- Education: Columbia University
- Occupation: Investor
- Known for: former chairman and CEO of AllianceBernstein
- Spouse: Alice

= Lewis A. Sanders =

American businessman

Lewis A. "Lew" Sanders is an American investment manager, who is the founder, CEO and Co-CIO of Sanders Capital, a value-oriented investment manager serving institutional and high-net-worth clients. Formerly, he was the Chairman of the Board and Chief Executive Officer of AllianceBernstein. He left this position in December, 2008.

Sanders became AllianceBernstein's Chairman in January, 2005; he became CEO in July, 2003. He had been Vice Chairman and CIO since October, 2000.

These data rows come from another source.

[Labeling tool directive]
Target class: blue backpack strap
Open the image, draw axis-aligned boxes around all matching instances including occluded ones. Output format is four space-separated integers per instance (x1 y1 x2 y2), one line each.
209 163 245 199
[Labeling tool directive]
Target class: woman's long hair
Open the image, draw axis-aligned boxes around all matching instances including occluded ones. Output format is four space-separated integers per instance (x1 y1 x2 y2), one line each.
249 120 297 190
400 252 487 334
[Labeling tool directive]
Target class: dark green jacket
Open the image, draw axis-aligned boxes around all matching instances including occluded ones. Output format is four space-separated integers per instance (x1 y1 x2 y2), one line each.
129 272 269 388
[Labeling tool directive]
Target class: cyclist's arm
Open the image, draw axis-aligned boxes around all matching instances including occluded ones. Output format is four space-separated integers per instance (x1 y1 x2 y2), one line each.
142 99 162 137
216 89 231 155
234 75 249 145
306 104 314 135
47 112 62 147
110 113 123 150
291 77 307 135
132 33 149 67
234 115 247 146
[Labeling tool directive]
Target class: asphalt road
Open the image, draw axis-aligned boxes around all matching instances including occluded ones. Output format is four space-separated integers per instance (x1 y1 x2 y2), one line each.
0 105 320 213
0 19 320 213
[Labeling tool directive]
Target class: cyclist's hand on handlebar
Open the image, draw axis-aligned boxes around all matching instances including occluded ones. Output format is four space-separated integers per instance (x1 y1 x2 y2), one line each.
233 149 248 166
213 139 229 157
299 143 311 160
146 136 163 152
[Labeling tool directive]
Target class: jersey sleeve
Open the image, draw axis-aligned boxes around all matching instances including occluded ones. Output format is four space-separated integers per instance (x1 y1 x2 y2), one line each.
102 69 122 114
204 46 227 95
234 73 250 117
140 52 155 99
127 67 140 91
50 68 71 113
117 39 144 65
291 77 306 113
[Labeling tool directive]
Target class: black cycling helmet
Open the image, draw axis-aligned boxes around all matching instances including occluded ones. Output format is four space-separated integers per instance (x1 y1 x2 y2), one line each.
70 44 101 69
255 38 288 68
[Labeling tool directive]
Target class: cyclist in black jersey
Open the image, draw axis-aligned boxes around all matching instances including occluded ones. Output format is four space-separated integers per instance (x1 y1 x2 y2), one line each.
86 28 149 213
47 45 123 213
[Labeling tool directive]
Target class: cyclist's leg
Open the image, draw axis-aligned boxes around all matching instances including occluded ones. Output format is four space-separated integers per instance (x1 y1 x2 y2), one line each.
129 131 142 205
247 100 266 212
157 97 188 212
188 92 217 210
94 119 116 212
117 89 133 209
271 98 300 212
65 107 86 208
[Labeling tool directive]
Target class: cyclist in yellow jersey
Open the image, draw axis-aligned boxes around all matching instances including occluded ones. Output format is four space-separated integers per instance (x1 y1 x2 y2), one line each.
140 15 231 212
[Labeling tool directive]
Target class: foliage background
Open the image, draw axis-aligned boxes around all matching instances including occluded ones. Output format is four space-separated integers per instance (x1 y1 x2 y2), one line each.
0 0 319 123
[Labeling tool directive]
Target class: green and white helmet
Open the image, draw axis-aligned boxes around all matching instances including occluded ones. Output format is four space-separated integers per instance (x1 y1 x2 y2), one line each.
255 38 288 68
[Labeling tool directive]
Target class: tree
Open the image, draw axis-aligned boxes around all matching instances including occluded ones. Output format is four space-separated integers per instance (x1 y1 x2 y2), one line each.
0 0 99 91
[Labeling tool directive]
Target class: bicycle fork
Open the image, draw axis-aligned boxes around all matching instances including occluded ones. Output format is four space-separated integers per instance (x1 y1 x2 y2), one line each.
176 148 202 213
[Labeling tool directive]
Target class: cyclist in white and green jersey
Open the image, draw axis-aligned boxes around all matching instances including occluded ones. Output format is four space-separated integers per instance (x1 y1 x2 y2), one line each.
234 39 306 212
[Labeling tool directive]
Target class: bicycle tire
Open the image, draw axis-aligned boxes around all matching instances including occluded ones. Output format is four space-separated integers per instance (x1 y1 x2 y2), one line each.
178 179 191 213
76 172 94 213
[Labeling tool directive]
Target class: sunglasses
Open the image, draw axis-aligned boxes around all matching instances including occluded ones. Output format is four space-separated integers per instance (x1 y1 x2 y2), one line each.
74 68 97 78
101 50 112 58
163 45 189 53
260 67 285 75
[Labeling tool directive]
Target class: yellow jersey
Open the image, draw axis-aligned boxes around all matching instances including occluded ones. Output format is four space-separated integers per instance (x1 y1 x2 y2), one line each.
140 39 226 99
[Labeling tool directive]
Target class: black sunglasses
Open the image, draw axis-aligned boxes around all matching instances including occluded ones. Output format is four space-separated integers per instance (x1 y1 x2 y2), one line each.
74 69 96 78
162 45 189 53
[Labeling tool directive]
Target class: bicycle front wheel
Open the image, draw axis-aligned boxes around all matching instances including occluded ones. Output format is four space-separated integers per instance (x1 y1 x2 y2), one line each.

Before the acquisition of Sanford C. Bernstein & Co., Inc. by Alliance Capital in October, 2000, Sanders served for seven years as CEO of Sanford C. Bernstein. In his 32 years at Sanford C. Bernstein, he also served as president and Chief Operating Officer, with senior responsibility for all research and investment management operations (1981–1993); Executive Vice President (1979–1981); and Research Director (1972–1981). Sanders joined Bernstein in 1968 as a Research Analyst, establishing credentials that would lead to his being named to the Institutional Investor All-America Research team four times. As noted in his BusinessWeek executive profile, during his 32-year tenure at Bernstein, "More than any other individual, he shaped the Bernstein approach to in-depth fundamental research and to disciplined, value investing implemented on a centralized basis."

Before joining Bernstein, Sanders worked at Oppenheimer & Co for two years as a research assistant. He holds a BS in operations research from Columbia University and a CFA designation. Sanders serves as a trustee of The Rockefeller University board and on the board of Memorial Sloan Kettering Cancer Center.